What are confidence intervals and margins of error?
These indicate the precision of a survey's results. The confidence level should always be reported as part of the margin of error statement. The confidence level is often stated as 19 times in 20 (95% confidence level) or 9 times in 10 (90% confidence level). For a given sample result, the higher the confidence level is, the larger the margin of error. But remember, the confidence level and margin of error only indicate sampling errors.
Example: A survey recently published by XYZ Consultants found that 73% of Canadians regularly watch ice hockey games on television but only 2% watch field hockey.
The survey interviewed a representative sample of 1,200 Canadian adults and has a margin of error of plus or minus 3 percentage points, 19 times out of 20, i.e., 95% of the time.
This means that 73% is our best estimate of the percentage of ice hockey viewers in the whole population, and the true value is expected to lie within 3% of that number—in other words, between 70% and 76%, at a confidence level of 95%.
Strictly speaking, we can infer there are 95 chances in 100 that the sampling procedure, which generated the data, will produce a 95% confidence interval that includes the true value.
What is a coefficient of variation?
A coefficient of variation (CV) is simply the margin of error expressed as a percentage of the estimate to which it refers. In the XYZ example, with an estimate of 73% and a margin of error of 3%, the CV is 100*3/73, or about 4.1% of the estimated level of ice hockey viewing.
The CV is useful in the interpretation of relative levels of precision, especially when widely varying quantities are being compared.
Example: In a province there may be an estimated 50,000 people unemployed with a margin of error of 1,300 people. At the same time, that province's estimated unemployment rate is 8% with a margin of error of 0.2%. It is difficult to compare these numbers directly. However, the CV of the estimated number of unemployed is 2.6%, while the CV of the estimated unemployment rate is 2.5%. (They need not be equal.) This shows that the two estimates have essentially the same level of precision.
What was the achieved response rate for the survey?
Response rates are important for a number of reasons:
- Non-respondents may be different from respondents in ways that can affect the survey results. Determine what techniques were applied to maximize response rates.
- A low response rate can be more damaging to data quality than a small sample size by contributing to total survey error.
- An unexpectedly high response rate can be indicative of other problems, as might be the case in quota sampling.

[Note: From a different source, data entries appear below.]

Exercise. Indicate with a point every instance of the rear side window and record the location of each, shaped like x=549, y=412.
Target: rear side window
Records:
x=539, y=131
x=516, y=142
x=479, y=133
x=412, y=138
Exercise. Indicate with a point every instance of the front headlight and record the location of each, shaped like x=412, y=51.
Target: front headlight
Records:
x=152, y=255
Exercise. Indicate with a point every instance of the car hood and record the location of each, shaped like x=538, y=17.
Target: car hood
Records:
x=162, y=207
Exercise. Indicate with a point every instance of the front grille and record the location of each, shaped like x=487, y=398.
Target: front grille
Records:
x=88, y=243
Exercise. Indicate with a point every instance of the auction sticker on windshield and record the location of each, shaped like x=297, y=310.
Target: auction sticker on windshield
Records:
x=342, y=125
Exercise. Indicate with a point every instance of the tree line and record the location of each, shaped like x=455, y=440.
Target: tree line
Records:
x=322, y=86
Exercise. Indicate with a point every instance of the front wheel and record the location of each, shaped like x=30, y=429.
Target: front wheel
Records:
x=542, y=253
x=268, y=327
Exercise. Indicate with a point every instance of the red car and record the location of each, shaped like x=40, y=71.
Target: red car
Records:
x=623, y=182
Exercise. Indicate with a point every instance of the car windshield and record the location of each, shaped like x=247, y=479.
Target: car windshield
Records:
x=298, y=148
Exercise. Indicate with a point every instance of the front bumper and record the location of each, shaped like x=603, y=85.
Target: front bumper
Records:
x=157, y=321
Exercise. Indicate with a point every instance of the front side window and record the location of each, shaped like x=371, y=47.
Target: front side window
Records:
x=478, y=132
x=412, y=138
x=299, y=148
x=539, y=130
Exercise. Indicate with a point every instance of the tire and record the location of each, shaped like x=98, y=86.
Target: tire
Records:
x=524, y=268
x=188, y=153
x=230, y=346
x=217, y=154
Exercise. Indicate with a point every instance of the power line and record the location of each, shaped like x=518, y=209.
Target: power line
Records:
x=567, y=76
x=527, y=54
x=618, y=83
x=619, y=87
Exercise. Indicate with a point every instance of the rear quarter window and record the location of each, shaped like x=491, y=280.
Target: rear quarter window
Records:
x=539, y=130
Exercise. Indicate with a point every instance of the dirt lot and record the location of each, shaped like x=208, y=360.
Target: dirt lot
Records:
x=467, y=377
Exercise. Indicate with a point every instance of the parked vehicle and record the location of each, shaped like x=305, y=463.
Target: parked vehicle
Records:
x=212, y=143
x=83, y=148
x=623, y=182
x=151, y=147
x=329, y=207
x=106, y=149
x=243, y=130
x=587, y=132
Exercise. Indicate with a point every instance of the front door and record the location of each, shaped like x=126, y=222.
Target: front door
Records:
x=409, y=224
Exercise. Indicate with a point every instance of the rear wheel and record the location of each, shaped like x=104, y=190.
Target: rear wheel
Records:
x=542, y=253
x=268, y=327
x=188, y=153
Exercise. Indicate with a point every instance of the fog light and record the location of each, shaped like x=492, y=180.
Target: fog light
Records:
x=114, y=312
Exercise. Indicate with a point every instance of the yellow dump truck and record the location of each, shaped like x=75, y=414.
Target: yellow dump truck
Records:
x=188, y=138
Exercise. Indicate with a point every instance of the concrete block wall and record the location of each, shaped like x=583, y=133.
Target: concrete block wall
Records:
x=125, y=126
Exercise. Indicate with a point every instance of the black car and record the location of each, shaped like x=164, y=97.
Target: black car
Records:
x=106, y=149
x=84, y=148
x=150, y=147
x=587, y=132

Example: If the survey results are based on an apparent 100% response rate obtained by interviewing the first 1,000 people willing to respond, then the results should be interpreted with caution. Such quota sampling has no information about how many people were approached in total in order to get the 1,000 interviews. There is also no information about how the respondents may be different from those who did not respond.
Can statistics be misused?
Yes. For this reason you should request and use statistics that are produced with professional and scientific rigour, commensurate to their use. You should question what a statistic represents, how it was calculated, and its strengths and limitations. Some say that "some statistical information is better than none at all." This statement is true to the extent that the user is aware of the limitations of the statistics and the risk of using them in their particular context.
Here are a few examples where statistics are to be interpreted or used with caution:
Representing an average
When reporting on salaries in a company, Person A claims that the average salary is over $60,000, Person B claims that the average worker gets $28,000, and Person C claims that "most" employees gets only $26,000. Any or all of these statements may be true at the same time. How to make sense of this? First, each person is trying to convey a single numerical representation of the salaries. Person A actually reports the mean, which is the sum of all salaries divided by the number of paid employees, including the CEO who makes $900,000. Person B reports the median, meaning that half of employees make less than $28,000 and half make more. Finally, person C reports the mode, which is the most frequent or typical salary in the company. The mean, mode and median are clearly defined statistical concepts; the average is not.
Exaggerating the precision
In a quick poll, 57.14% preferred X and 42.86% preferred Y. In fact, this could mean that 4 of the 7 persons interviewed preferred X over Y. If only one person more had preferred Y over X, the results would had been totally reversed. The size of the sample is far too small to support the level of precision expressed by the proportions.
Finding the answer you want
"Seven out of ten dentists prefer Toothpaste X." How many different times did Toothpaste Company X ask groups of 10 dentists about their preferences before finally finding one group with 7 in favour?"
Up and down
Mr. A's income dropped by 40% from 2009 to 2010, but in 2011 it rose by 50% so he's better off than ever. Is this so? A 40% drop from $100,000 took him down to $60,000. Then an increase of 50% of that brought him back up to $90,000 so he's still down by 10%.